A key step of any statistical multivariate analysis concerns the choice of variables in line with the main objectives of the study. Usually, the available procedures to face this problem are restricted to a-posteriori statistical analysis, using Bayesian approaches or stepwise selection procedures. The main objective of the present paper is to revisit a framework where the a-priori choice of variables makes sense under specific conditions and to propose a factor analysis model particularly adapted to structured quantitative big data. We have associated our complete sample of variables to a mixture of two bipolar Watson distributions defined on the n-sphere, W ( μ i , ξ i ) , i = 1 , 2 , where μ i is a direction parameter and ξ i is a concentration parameter.
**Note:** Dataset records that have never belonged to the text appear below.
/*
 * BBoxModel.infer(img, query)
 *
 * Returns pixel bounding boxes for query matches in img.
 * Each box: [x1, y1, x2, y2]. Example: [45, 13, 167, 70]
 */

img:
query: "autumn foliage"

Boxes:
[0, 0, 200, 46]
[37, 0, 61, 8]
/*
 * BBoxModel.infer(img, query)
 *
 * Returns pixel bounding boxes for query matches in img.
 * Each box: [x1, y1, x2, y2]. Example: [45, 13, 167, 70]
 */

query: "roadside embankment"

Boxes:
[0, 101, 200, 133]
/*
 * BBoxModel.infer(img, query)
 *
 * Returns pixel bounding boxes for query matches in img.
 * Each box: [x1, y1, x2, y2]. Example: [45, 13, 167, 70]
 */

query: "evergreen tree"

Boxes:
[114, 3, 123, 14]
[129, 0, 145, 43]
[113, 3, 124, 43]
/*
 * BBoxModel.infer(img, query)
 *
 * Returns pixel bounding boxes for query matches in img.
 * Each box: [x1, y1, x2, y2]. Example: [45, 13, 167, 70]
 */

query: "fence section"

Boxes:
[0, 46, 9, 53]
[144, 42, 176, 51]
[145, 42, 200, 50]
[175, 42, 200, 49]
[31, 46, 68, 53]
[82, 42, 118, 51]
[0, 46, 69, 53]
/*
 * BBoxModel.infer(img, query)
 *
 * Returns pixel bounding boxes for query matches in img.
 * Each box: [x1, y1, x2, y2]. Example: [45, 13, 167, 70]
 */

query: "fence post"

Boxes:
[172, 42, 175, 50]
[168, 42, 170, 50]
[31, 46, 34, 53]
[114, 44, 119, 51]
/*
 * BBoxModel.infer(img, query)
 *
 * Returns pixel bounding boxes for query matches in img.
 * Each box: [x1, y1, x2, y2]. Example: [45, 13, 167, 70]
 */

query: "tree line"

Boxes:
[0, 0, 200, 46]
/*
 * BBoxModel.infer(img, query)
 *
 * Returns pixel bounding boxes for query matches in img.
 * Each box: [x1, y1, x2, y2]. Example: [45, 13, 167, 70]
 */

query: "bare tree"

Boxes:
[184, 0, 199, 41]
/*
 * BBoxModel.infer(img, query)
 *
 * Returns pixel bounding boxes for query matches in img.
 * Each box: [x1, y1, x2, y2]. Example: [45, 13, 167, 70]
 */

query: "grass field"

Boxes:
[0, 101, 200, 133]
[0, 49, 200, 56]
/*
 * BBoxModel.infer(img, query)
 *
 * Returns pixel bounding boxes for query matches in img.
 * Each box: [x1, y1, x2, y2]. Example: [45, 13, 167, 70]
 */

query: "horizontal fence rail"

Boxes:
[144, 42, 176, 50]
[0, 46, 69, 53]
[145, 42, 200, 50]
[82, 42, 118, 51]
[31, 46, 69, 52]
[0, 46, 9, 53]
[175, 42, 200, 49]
The likelihood estimates of the direction parameter μ i is just the first principal component associated of a PCA of cluster i. The identification of the mixture of Watson distribution was obtained by cluster analysis, namely a previous hierarchical cluster analysis followed by a k-means partition of the global sample of variables. These multivariate data were explained by an alternative factor analysis model potentially delivering directly interpretable solutions without the need of rotations procedures. The loadings of this factorial model were obtained by regression. The final results concerning communalities of the 16 variables showed that for a great part of them unit variance was quite well explained by the factorial model.